Letter to the Nottingham Post: MPs should judge article 50

imag0452Edmund Burke, the 18th century Whig MP often referred to as the father of modern English conservatism, is not infrequently quoted by MPs. This quote seems especially relevant these days – “Your representative owes you, not his industry only, but his judgment; and he betrays instead of serving you if he sacrifices it to your opinion.”

According to the BBC, 479 MPs were in favour of remain in June (including some 185 tories), compared to 158 favouring leave. The recent House of Commons motion calling for the Governments Brexit plan to be published before triggering article 50 was comfortably passed. Once we know more about the post-Brexit plan, and it’s implications for the economy, it may become increasingly obvious what a bonkers idea hard Brexit is. I hope that when it comes to the crunch MPs will re-read their Burke and cast their vote according to their judgement.

Tad Jones
Valley Road
Sherwood
Nottingham

Letter to the Nottingham Post: Sometimes the voters change their minds

imag0413The Liberal Democrat victory in Richmond Park by-election illustrates an important part of our democracy. The electorate votes according to what they think or feel at the time and, if that changes, at the next election they vote differently. In 2015 Zac Goldsmith had a majority of 23,015. On Thursday the voters of Richmond Park preferred a pro-European liberal who wasn’t even a party member 18 months ago over the prominent Brexit campaigner and sitting MP. People vote for lots of different reasons, but I suspect that worries about Brexit played a large part in this one.

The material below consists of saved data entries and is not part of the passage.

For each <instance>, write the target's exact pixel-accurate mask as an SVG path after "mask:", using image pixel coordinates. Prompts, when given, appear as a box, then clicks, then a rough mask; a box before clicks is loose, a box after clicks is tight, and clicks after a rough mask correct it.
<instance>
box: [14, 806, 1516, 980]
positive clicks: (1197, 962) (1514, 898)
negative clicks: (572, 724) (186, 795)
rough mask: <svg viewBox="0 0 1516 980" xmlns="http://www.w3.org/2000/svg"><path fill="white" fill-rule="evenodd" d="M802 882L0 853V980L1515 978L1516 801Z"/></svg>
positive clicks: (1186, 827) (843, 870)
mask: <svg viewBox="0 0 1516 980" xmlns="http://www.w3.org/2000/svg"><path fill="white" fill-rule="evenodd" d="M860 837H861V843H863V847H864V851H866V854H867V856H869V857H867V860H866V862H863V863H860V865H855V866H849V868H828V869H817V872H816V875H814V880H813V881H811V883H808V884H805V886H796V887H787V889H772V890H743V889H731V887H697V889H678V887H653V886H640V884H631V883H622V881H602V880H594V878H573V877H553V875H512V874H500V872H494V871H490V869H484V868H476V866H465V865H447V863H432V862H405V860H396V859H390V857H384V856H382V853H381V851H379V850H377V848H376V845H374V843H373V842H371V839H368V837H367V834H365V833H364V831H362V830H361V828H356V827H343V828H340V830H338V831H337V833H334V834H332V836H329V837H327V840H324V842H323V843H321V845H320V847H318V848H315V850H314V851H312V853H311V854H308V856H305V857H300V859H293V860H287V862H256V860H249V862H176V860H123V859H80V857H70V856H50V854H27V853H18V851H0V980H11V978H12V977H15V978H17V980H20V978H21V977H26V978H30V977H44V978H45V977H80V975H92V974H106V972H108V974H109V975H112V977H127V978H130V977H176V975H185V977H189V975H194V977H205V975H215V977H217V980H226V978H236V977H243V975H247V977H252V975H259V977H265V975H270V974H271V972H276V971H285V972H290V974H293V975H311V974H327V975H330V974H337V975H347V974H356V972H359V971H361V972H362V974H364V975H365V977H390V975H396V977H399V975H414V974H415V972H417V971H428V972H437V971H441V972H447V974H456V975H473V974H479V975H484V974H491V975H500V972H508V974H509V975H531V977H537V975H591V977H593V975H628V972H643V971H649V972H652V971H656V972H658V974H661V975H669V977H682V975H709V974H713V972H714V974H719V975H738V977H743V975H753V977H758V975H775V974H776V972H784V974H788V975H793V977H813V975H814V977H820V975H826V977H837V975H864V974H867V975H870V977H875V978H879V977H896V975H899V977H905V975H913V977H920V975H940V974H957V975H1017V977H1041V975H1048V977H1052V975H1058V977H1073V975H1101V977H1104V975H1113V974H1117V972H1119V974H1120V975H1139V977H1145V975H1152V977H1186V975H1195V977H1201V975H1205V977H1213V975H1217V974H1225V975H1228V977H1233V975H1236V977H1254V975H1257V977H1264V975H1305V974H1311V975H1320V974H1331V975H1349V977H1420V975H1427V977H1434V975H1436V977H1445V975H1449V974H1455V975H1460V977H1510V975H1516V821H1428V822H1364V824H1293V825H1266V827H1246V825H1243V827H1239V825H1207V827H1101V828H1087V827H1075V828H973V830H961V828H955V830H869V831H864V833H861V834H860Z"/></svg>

Polls suggest that if the EU referendum was rerun today the result would be different, and that a majority of us don’t want a hard Brexit with 90% of respondents to one survey wanting to stay in the single market. It has been said that the referendum on the 23rd of June was a vote for departure and not for the destination. The close referendum result, and the way the leave campaigns preposterous claims have unravelled since then, are further reasons for caution.

UKIP and right wing Tories want us to jump off the biggest Brexit cliff as soon as possible, without looking at the options, and without us having the chance to change our minds. It would be much more sensible, and more in tune with our democratic values, if we took our time to negotiate our future relationship with the single market, and then had a second referendum on the outcome of those negotiations. A democracy where you vote once and then live with that choice forever is not a democracy.

Tad Jones
Valley Road
Sherwood
Nottingham

Letter to the Nottingham Post: Cheer for Court Decision on EU

imag0361The High Court decision that Parliament must be consulted before triggering article 50 should be cheered by those who voted to leave. How can people who wanted sovereignty to rest solely in Westminster think it is right to push through the biggest decision in modern history via the Royal Prerogative? The electorate voted narrowly to leave, but the terms of how we leave and the implications of this were not clear on the 23rd of June and they are still not clear now. This needs to be fully debated in Parliament, and when we have the answers we should have a referendum on the terms of leaving.